Le Honduras a déposé son instrument de ratification du Statut de Rome le 1er juillet 2002. La Cour est par conséquent compétente pour juger les crimes visés par le Statut de Rome commis sur le territoire du Honduras ou par des ressortissants de cet État à compter du 1er septembre 2002.

Le 18 novembre 2010, Luis Moreno-Ocampo, alors Procureur de la Cour, avait annoncé que le Bureau du Procureur allait ouvrir un examen préliminaire portant sur la situation au Honduras après avoir reçu des informations sur des crimes allégués qui auraient été commis après le coup d'État du 28 juin 2009.

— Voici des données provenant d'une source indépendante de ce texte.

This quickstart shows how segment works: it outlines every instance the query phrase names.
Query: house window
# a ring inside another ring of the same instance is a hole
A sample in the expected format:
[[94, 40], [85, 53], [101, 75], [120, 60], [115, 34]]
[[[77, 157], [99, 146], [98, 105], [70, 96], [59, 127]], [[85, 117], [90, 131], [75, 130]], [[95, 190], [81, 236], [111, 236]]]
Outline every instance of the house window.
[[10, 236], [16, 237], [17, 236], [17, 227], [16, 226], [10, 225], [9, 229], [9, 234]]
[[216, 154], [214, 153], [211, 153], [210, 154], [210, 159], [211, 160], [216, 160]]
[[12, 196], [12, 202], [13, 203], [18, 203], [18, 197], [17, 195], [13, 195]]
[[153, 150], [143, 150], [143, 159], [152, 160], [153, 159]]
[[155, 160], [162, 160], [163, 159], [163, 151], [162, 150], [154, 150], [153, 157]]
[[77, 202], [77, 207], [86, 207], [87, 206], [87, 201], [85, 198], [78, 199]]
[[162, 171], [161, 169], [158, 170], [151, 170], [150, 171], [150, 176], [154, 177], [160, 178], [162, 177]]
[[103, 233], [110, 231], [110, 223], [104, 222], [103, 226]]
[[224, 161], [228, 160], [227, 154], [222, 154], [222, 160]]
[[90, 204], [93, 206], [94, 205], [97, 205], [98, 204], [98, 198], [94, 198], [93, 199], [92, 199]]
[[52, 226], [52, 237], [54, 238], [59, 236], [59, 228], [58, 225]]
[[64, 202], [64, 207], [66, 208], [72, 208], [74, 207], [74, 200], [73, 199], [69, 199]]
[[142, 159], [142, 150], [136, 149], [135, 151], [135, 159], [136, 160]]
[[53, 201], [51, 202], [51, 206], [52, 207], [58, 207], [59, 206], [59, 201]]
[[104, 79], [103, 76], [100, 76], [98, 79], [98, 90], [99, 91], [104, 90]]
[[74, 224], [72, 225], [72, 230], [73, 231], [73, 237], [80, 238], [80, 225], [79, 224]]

Le jour du coup d'État, l'ancien Président du Honduras, M. José Manuel Zelaya Rosales, était arrêté par des membres des forces armées et transféré de force par avion au Costa Rica. Le Gouvernement de facto avait adopté une série de mesures restreignant les libertés de circulation, de réunion et d'expression, et avait établi une "cellule de crise" pour coordonner les opérations policières et militaires destinées à garantir la mise en œuvre de ces mesures.

Des manifestations dénonçant le coup d'État organisées à travers le pays par des milliers de partisans de José Manuel Zelaya se sont heurtées à une résistance et à des comportements violents des forces de l'ordre, aboutissant à des violations des droits de l'Homme à grande échelle. Les tentatives du président évincé Zelaya de revenir au Honduras et son refuge temporaire à l'ambassade du Brésil à Tegucigalpa avaient alors déclenché d'autres manifestations qui ont été sévèrement, voire dans certains cas violemment réprimées par les forces de l'ordre.

Dans les années qui ont suivi le coup d'État de 2009, le Honduras a connu une escalade de la violence, en partie à cause de l'instabilité politique à la suite du coup d'État, mais aussi à cause de l'expansion du trafic de drogue et de l'activité des organisations criminelles, de la prolifération des armes, et à cause d'opérations des forces armées liées à la sécurité des citoyens. Dans la région de Bajo Aguán, les violences de longue date liées aux litiges fonciers entre la population locale et des sociétés privées ont été par la suite exacerbées par la présence accrue des organisations criminelles transnationales, des voleurs et des pillards sur les plantations de palmiers, et des rivalités entre groupements de paysans. Dans ce contexte, l'insuffisance d'enquêtes et de poursuites par les autorités nationales a aggravé le cycle de criminalité et d'impunité au Honduras.

Le Bureau du Procureur de la CPI mène des examens préliminaires, des enquêtes et des poursuites à propos du crime de génocide, de crimes contre l'humanité et de crimes de guerre en toute indépendance et en toute impartialité. Il poursuit actuellement des enquêtes en: Ouganda; en République Démocratique du Congo; au Darfour (Soudan); en République centrafricaine; au Kenya; en Libye; en Côte d'Ivoire et au Mali. Il conduit également des examens préliminaires à propos des situations en Afghanistan, en Colombie, en Géorgie, en Guinée, en Iraq/Royaume Uni, au Nigéria, en Ukraine et en Palestine.